Because everything you need is at your side. Tools, materials, everything. And now is your opportunity to learn something new, learn something on your own, build something that decides the rest of your life. And if you stuff up, and it all crashes into the ocean beneath you, that's perfectly okay. Because everything you need is still there, and if you have to start over, you now know more of how to build it than you didn't before.
It puts a whole nother meaning to building a bridge and getting over it.
I started this piece earlier in the week, but it had a totally different tune than to what it does now. It was packed full of typical female confusion, depression, an overloaded desire for some sort of fatty candy to wish it all away. But when I hit my absolute lowest in the past 24 hours, where I genuinely thought I was going to chuck myself over that cliff, there were two people who completely changed the way I feel about life: my best friend Courtney, and my boyfriend Nicholas. It has been these two people through the absolute highest of my days, and when it came to the lowest, they have done nothing but step up more to the plate to help me out. To watch me in support building my bridge.
So let me be the angels they are to me, and pass on the wealth of advice for when you feel life just isn't happening for you anymore.
Look at life in pieces, not as a whole. Like a puzzle, you cannot figure it out just from the box.
Step away from your desk, and go outside for a while.
Eat a ridiculous amount of junk food. Sure you might get fat, but it tasted good.

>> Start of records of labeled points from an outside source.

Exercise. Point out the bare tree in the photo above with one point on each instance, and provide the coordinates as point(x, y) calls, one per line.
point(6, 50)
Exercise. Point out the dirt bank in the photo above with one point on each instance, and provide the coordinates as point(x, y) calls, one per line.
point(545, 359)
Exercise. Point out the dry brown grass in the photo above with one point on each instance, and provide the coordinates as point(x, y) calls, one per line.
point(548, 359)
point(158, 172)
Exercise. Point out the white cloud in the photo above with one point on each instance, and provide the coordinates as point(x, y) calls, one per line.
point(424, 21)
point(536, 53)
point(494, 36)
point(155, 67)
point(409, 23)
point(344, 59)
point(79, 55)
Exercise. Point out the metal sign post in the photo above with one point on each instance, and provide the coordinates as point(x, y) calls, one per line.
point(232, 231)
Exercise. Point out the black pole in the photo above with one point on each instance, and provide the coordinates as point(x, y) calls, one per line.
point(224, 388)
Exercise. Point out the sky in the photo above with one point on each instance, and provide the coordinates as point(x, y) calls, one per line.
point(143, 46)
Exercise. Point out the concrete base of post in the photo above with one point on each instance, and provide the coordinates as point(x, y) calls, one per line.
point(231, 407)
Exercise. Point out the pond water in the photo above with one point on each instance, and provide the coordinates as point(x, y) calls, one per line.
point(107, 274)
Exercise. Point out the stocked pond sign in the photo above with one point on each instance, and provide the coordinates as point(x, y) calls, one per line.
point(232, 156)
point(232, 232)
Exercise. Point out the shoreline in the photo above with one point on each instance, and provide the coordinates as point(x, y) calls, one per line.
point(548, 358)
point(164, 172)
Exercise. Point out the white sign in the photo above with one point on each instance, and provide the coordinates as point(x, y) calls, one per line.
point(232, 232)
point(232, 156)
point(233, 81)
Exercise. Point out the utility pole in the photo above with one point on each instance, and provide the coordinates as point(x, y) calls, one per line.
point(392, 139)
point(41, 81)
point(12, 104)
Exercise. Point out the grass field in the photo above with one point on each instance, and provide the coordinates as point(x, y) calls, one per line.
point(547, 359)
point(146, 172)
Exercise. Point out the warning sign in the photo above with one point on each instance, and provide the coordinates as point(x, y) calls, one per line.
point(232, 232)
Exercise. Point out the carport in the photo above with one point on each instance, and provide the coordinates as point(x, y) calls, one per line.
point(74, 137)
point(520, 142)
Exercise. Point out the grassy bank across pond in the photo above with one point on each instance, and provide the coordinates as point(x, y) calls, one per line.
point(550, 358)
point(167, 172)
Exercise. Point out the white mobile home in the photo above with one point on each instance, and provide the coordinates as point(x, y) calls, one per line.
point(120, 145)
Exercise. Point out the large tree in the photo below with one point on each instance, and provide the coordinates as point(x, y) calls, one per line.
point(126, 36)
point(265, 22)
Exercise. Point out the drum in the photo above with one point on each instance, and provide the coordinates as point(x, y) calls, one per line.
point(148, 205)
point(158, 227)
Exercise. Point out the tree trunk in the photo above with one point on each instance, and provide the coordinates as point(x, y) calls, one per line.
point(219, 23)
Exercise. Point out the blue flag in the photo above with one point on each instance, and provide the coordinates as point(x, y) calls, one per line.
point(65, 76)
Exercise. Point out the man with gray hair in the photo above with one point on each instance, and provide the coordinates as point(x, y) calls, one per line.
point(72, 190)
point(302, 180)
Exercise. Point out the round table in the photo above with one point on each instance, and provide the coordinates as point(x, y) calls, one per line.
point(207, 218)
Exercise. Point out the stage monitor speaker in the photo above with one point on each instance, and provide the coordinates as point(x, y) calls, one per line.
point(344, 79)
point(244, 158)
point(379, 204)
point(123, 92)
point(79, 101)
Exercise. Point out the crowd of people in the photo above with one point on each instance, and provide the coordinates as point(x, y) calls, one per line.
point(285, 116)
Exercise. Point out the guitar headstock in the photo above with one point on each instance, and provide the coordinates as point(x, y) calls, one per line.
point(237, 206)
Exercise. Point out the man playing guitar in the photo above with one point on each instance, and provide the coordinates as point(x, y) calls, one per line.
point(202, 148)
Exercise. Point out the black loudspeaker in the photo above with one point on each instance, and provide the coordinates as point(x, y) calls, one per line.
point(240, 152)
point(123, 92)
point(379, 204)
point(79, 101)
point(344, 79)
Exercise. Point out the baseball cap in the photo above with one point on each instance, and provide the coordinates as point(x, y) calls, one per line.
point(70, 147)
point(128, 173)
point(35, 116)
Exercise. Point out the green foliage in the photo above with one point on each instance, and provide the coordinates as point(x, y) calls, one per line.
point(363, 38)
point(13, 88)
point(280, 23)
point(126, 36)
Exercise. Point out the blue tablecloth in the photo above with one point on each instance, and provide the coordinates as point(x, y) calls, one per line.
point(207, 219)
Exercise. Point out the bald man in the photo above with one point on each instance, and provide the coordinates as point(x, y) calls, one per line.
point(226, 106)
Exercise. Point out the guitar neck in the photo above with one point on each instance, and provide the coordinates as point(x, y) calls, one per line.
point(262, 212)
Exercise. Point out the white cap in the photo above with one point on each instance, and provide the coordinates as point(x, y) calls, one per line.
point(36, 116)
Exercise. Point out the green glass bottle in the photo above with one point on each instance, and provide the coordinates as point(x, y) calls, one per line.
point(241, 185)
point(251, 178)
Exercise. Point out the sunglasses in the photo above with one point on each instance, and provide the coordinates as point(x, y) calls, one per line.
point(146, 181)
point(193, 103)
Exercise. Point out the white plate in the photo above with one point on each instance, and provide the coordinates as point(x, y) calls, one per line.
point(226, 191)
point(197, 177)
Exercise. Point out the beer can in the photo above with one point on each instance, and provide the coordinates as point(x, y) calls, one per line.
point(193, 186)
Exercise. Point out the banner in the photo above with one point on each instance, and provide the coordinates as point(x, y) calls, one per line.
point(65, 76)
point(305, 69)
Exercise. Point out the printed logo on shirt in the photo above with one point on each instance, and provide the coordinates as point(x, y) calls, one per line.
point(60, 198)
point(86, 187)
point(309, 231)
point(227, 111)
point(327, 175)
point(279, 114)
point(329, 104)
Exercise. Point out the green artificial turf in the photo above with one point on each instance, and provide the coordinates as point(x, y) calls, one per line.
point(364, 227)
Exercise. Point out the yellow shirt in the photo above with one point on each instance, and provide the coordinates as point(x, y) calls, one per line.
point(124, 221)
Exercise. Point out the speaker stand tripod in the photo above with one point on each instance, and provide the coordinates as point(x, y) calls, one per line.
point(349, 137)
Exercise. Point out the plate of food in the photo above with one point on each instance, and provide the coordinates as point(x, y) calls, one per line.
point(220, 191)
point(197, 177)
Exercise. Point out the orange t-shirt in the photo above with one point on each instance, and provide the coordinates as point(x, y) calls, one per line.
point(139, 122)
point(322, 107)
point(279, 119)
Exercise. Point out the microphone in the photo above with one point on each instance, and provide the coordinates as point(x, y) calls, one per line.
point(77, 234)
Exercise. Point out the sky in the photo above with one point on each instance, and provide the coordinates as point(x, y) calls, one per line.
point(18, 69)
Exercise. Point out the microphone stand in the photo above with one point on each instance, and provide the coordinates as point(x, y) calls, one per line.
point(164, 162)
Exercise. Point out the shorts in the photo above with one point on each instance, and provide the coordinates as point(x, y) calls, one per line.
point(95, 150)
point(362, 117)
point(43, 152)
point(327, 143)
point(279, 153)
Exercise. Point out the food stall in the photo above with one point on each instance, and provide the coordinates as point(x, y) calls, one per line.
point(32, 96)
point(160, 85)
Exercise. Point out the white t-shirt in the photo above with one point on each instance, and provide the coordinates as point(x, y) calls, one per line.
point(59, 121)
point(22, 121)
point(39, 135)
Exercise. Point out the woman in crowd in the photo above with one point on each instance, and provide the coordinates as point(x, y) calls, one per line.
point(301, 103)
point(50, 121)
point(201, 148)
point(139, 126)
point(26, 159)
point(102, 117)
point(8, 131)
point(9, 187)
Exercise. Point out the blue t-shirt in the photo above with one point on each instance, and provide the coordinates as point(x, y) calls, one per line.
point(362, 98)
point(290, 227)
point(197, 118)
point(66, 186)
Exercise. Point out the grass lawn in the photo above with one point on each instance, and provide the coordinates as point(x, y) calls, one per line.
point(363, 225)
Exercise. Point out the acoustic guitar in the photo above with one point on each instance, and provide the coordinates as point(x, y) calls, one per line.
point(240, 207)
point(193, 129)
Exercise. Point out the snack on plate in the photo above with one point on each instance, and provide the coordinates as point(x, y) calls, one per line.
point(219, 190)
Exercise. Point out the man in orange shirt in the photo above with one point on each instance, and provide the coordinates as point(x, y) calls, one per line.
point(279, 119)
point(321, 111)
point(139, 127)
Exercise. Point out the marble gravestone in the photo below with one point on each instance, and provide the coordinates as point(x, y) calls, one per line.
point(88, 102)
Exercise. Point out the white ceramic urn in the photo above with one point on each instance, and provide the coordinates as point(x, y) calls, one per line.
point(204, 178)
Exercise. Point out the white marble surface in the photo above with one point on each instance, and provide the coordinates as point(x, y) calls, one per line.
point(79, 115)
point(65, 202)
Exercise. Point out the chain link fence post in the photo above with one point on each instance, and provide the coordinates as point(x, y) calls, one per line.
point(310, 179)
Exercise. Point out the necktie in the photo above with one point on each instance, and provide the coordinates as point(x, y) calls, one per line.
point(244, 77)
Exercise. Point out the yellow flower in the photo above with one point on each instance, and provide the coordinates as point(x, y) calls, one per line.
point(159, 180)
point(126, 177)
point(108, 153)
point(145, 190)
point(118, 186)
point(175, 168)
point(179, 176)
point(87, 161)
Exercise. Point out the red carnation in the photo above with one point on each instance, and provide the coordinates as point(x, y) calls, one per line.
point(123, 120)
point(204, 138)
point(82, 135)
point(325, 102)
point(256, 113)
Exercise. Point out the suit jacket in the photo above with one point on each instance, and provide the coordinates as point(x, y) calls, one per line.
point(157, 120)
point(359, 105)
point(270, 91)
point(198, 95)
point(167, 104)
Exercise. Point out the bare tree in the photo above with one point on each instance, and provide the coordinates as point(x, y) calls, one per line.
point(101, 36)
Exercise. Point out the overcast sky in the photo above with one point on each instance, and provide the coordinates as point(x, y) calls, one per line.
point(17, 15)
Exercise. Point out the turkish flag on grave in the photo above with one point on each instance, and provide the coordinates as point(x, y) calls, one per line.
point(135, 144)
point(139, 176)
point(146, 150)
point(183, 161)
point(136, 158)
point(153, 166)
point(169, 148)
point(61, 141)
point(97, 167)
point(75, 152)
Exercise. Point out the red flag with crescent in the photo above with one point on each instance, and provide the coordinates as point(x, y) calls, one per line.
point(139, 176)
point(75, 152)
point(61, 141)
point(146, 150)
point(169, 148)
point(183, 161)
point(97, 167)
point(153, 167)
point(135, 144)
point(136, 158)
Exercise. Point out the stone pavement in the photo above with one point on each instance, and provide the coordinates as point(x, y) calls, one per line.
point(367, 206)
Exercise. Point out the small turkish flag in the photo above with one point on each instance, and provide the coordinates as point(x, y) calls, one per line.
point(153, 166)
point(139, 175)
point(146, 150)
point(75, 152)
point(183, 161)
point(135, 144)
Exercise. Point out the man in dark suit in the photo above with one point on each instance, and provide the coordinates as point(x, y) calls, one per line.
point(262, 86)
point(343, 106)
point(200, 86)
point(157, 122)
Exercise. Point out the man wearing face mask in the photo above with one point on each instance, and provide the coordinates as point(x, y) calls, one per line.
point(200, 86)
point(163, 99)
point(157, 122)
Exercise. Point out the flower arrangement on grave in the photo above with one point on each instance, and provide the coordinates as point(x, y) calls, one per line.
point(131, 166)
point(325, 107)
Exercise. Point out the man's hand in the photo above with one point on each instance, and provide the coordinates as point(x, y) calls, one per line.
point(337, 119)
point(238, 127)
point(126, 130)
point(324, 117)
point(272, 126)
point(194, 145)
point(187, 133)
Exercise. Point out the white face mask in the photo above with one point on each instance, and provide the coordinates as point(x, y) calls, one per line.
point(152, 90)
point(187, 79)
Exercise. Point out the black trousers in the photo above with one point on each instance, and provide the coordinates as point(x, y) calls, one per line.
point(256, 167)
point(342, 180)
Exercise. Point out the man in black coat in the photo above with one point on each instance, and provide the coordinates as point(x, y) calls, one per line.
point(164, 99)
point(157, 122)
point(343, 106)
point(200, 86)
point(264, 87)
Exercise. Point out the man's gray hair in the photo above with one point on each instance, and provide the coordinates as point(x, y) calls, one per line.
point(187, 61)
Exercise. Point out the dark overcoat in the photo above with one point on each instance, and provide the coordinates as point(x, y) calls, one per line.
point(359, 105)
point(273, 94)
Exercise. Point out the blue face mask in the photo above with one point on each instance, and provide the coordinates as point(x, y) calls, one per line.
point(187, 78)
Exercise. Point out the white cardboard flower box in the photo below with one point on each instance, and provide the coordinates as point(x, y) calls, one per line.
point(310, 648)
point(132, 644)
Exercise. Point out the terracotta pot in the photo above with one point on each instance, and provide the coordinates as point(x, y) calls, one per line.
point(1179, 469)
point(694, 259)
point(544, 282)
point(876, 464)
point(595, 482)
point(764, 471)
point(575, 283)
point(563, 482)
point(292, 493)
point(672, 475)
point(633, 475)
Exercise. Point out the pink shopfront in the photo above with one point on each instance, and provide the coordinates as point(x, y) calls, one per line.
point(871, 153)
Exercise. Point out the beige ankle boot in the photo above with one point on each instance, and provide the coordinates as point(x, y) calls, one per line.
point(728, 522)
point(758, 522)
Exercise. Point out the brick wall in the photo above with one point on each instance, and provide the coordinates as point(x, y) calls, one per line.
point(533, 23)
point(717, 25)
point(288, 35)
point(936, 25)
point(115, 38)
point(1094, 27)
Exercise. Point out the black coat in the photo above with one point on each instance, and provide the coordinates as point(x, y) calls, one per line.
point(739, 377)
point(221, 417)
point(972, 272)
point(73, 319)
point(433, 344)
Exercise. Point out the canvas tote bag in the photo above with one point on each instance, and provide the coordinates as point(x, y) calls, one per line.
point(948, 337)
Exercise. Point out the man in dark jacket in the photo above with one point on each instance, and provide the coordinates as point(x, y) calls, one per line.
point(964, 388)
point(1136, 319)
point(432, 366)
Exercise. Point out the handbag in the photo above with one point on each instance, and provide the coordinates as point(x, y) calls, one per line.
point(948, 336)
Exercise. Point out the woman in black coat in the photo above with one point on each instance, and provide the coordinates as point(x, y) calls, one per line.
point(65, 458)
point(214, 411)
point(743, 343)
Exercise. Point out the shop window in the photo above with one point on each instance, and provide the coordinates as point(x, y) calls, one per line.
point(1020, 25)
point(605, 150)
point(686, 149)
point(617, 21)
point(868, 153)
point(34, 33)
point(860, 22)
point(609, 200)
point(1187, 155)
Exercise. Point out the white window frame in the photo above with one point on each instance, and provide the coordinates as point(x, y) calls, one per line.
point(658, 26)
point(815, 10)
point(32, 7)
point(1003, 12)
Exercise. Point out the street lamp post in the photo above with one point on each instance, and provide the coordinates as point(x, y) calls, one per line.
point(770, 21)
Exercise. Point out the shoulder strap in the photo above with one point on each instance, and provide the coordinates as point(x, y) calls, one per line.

Go for a run outside, and clear your mind of everything thats going on. And just run.
Surround yourself with nothing but love love love love.
Keep calm, and carry on.
To this particular blog, I dedicate it to one person in my life: my partner of four years Nicholas. We have been together since I was 16, so you can imagine the number of teenage out of control tantrum and tears this man has had to endure. It has been topping the thousands, but he has stuck by me through the absolute all. Through all the friendships I lost, the achievements I gained, my emotionally-charged arguments, the sun-soaked lunches on the harbour, the late night movie sessions, my drunken revelations, the nights I cried into his shoulder... the absolute all. And in the end of it, he was always there waiting with a kiss on my head and a cuddle to follow. I would not be the intelligent, happy life-smart young woman that I am today, I really wouldn't be. Nic, you bring the brightest of lights into my life, brighter than all the cities of the world... and for that I love you.
Reach for the stars, and it's okay if you don't, because you're already on top of the world.